Populer Science dergisinin haberine göre geçtiğimiz yılın sonunda, tarihte ilk defa, dünya nüfusunun yarısından fazlası şehirlerde yaşamaya başladı. Şehre doğru yaşanan bu göç dalgası, önümüzdeki yıllarda da devam edecek gibi görünüyor. Çünkü günümüzde 3.3 milyar insan büyük şehirlerde daha iyi eğitim ve kazanç için yaşam mücadelesi verirken; yapılan tahminlere göre 2030 yılında bu rakam 5 milyar kişiye ulaşacak. Hızlı nüfus artışı ile birlikte şehir merkezlerinde yaşanacak olan bu kaçınılmaz göç dalgası, özellikle Asya ve Afrika kıtasındaki ülkelerde belirgin bir şekilde gözleniyor. Örnek verecek olursak, dünyanın en kalabalık ülkesi Çin’in Dongguan kenti, 20 sene önce orta büyüklükte kabul edilen bir kasabayken bugün 7 milyon nüfusa dayanan büyük kentlerden biri halini aldı.
Nüfus gelişiminde yaşanan bu büyüme doğal olarak pek çok ekolojik sorunu da beraberinde getiriyor. Fakat mantık çerçevesinde bakıldığında birçok olumlu özelliğe ev sahipliği yapan büyük kentlerin çevre düzeni ve sağlık bakımından da insan hayatına katkıda bulunması gerekir. Bu düşünceden yola çıkan çevre mühendisleri, bilim insanları ve tasarımcılar 20 yıl sonra yaşayacağımız şehirlerin nasıl olacağını şimdiden insanoğlu ile paylaşıyor. Emisyon değerinin sıfıra yaklaştığı; katı ve sıvı yakıtların yerini güneş, rüzgar ve hatta su enerjisinin aldığı; toplu taşımacılığın büyük önem kazandığı; insanların yürürken bile enerji ürettiği "geleceğin yeşil kentleri"nde hayat çok daha farklı olacak. Peki, 20 yıl içinde insan ömrüne ömür katacak şekilde yenilenecek bu şehirler nasıl bir görünüme sahip olacak? Asıl önemli soru otomobillerin durumu ne olacak?

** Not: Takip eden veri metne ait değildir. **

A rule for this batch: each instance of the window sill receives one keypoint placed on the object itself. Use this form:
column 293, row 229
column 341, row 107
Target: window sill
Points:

OTOMOBİLLER İÇ İÇE GEÇECEK
Deniz suyunun içilebildiği, kanalizasyon tıkanıklıklarının robotlar tarafından açıldığı, tarım için her katı bir tarla haline getirilen gökdelenlerin yükseldiği bu şehirlerde, insan ister istemez "Otomobiller de uçacak değil mi?" sorusunu büyük bir heyecanla kendisine soruyor. Ancak geleceğin yeşil şehrinin otomobilleri uçmak bir yana, süper marketlerdeki alışveriş arabalarından esinlenilerek tasarlanmış. Bu tasarım unsuru biraz hayal kırıklığına yol açsa da, ulaşım amacının hayatı kolaylaştırmak oluğu düşünüldüğünde, uçan otomobil fikri önemini yitirebiliyor. Otoparklarda yaşanan sıkışıklığı ortan kaldırmak için iç içe geçebilen otomobil dizaynına başvuran tasarımcılar, bu araca pek çok özellik sığdırmayı başarmışlar. Tek tip gibi duran bu otomobiller, sadece ulaşım ihtiyacını karşılamakla kalmıyor... Tavanlarına yerleştirilen güneş panelleri sayesinde hiç bir katı ya da sıvı yakıta ihtiyaç duymadan yol alabilen bu araçlar, park edildiklerinde de elektrik enerjisi üretmeye devam ediyor ve bunu da şehir hattına aktarıyor. Günümüzde otomobillerin, günün yüzde 95’inde kullanılmadığını gösteren araştırmalar sonucu, geleceğin yeşil şehrindeki otomobillerin herkes tarafından kullanılabilecek şekilde tasarlanmış. Yani şehrin belli merkezlerindeki alanlarda bekleyecek olan bu araca binip, gideceğiniz istikameti navigasyon sistemi üzerinde belirledikten sonra yola çıkıyorsunuz. Ulaşmak istediğiniz yere en yakın mesafede yer alan park alanına geldiğinizde ise aracı bir başka kişi tarafından kullanılmak üzere park ediyorsunuz.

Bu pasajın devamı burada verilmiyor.